Tuesday, October 6, 2009

My Dad And His Cars

Every Father's Day I have the most difficult time selecting a card for Dad. My dad isn't and wasn't into fishing. He's not a golfer. He pretends to care about baseball simply to keep up with current events. He's never been a remote control monopolizer, which rules out those cards with a funny-faced balding man gripping a beer and remote. The cards with a smiling dad wearing a funny hat and apron, manning the grill also wasn't my dad. Nope, my dad was all about fixing up cars.

He ran the auto shop and driver ed classes at his school before becoming a department chairman years later. Most weekends, Dad could be found laying under a random foreign car while Mom cleaned the house and prepared dinner. My job as dinner informant, required me to venture out to the garage and let him know it was time to wash his hands and come in.

"Macaroni and meatballs are ready, Daddy. Did you know that I'm really sick of macaroni?" I'd say to two coverall-clad legs stuck out from under the latest old Porsche or VW he was restoring. Dad's hands would get super greasy from working on cars. He always used this special waxy cleanser to scrub his hands before coming into the house. Mom would point out how Dad always managed to use the "good" towels in the process.

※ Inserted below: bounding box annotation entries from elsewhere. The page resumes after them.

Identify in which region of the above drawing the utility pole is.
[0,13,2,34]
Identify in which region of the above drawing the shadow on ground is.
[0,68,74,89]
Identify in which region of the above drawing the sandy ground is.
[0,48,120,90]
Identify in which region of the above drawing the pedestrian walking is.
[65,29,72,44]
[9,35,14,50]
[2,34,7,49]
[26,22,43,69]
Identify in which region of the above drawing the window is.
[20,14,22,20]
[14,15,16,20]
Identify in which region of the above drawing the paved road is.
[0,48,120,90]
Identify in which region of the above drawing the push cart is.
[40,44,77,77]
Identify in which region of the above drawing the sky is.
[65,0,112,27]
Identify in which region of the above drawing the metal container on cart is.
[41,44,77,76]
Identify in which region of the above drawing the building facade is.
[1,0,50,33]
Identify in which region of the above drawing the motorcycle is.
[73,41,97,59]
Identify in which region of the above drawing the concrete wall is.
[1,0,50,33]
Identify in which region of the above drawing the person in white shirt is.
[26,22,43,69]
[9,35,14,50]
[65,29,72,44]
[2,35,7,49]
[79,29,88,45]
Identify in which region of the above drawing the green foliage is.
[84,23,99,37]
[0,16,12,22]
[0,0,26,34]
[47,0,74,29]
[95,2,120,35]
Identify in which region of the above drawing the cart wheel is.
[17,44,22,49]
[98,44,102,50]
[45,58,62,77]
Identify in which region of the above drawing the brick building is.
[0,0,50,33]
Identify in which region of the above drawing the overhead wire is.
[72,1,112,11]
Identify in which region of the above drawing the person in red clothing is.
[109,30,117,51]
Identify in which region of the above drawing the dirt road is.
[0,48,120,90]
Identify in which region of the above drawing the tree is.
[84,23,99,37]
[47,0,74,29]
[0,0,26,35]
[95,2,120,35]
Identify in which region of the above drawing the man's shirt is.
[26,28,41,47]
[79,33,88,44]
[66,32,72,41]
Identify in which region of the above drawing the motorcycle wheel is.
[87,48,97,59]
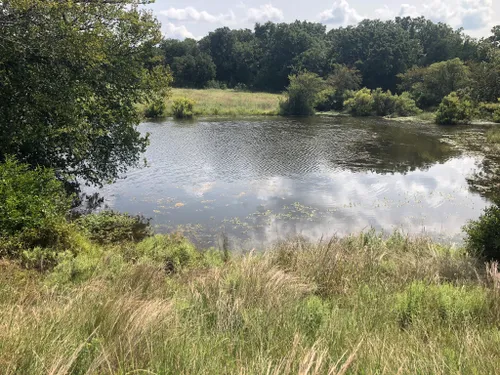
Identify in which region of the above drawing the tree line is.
[158,17,500,100]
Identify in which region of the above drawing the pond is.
[94,117,488,248]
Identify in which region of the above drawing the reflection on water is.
[94,118,486,246]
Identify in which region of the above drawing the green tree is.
[436,92,473,125]
[471,48,500,103]
[255,21,328,91]
[0,0,171,188]
[396,17,478,66]
[199,27,259,87]
[399,58,470,108]
[328,20,422,90]
[160,39,217,88]
[280,72,324,116]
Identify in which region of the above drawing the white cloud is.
[158,7,235,23]
[318,0,363,26]
[375,0,493,30]
[398,4,419,18]
[163,22,196,40]
[247,4,285,22]
[375,5,395,20]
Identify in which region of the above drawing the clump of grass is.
[486,128,500,145]
[0,233,500,375]
[167,89,281,116]
[172,98,195,119]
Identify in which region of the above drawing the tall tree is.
[255,21,327,91]
[328,20,422,90]
[396,17,477,66]
[0,0,170,188]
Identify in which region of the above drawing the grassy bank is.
[167,89,281,116]
[0,234,500,374]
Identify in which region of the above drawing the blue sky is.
[149,0,500,39]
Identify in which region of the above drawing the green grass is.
[167,89,281,116]
[0,233,500,374]
[486,127,500,145]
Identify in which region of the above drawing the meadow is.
[166,88,282,116]
[0,233,500,375]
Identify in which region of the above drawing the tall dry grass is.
[167,89,281,116]
[0,233,500,375]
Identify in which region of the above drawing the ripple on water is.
[92,118,486,246]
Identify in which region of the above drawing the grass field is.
[0,234,500,375]
[167,89,281,116]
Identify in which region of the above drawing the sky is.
[148,0,500,39]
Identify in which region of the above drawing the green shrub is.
[144,97,167,118]
[479,99,500,123]
[279,72,324,116]
[76,211,151,244]
[393,92,422,117]
[205,80,227,90]
[314,88,343,112]
[372,88,397,116]
[234,83,248,91]
[137,234,203,273]
[344,88,374,116]
[436,92,473,125]
[464,204,500,261]
[396,281,488,328]
[172,98,195,119]
[0,158,73,257]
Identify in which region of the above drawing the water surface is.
[94,118,487,247]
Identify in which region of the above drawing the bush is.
[372,88,397,116]
[172,98,195,119]
[344,88,421,117]
[344,88,374,116]
[396,281,488,328]
[436,92,473,125]
[137,234,203,273]
[464,204,500,261]
[234,83,248,91]
[76,211,151,244]
[279,72,324,116]
[314,88,344,112]
[393,92,422,117]
[479,99,500,123]
[205,80,227,90]
[0,158,72,258]
[144,97,167,118]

Unless he was working on a friend's car, Dad never seemed to be a fan of American cars. Sure, my mom always drove an American car (before Honda and Nissan were popular) but not Dad. Every few months, he had a different VW, Mercedes or Porsche. There were always different cars in our garage or driveway and I loved investigating them.

I'd open the glove compartment and go through the backseat and trunk, checking to see if the original owners left anything behind. I'd pretend to drive them. Sometimes I'd  just sit in them for a few minutes and wonder about the previous owners.

We once had a VW camper. I don't think we had it for very long. I invited a friend over to spend the night. We were going to camp out in the driveway. We had a blast -- even dined atop the foldout table and played a few rounds of Chutes and Ladders. Once darkness fell, we were convinced a bear would attack us, so we slipped back into the house. My parents laughed at us. They hadn't heard of many bear sightings in our neighborhood, which had more concrete than grass and trees. But hey, I was a kid, what did I know?

I absolutely adored going for rides around town with my family in the summer. Many of Dad's cars were convertibles. He'd proudly show off the results of his latest fixer-upper at a local free summer concert or to go get ice cream. There are so many old photos of me posing in front of his latest car of the month. Typically after a few weeks, we'd have to say goodbye to the vehicles. That was the challenging part for me.

One little red convertible VW Bug was my favorite. I remember my dad showing it to a prospective buyer. He told her how it purred like a kitten and described all of the updates he had made. For the first time ever, I decided not this time. Not this car. I stepped in and said something like, "Listen lady, you don't want this car. It's just not good for you. It stinks. Really." They both laughed and my dad shooed me away, explaining to her how I had become very attached to that particular vehicle. The convertible bug was soon sold.

Going through my mom's photo albums today, there are dozens of pictures of German cars from the '70s and '80s setting the backdrop of our first days of school or a BBQ in the yard. There are pictures of my mom and brother helping wash a car in the driveway and others of my dad happily leaning against his machine of the moment. There's a green bug, an orange bug, a silver Porsche, a yellow Porsche, the list goes on... Today my dad only owns about three cars now and he's promised to let us drive his 1992 convertible Mercedes when we visit him next month in Florida.

My little brother in my fave red convertible Bug.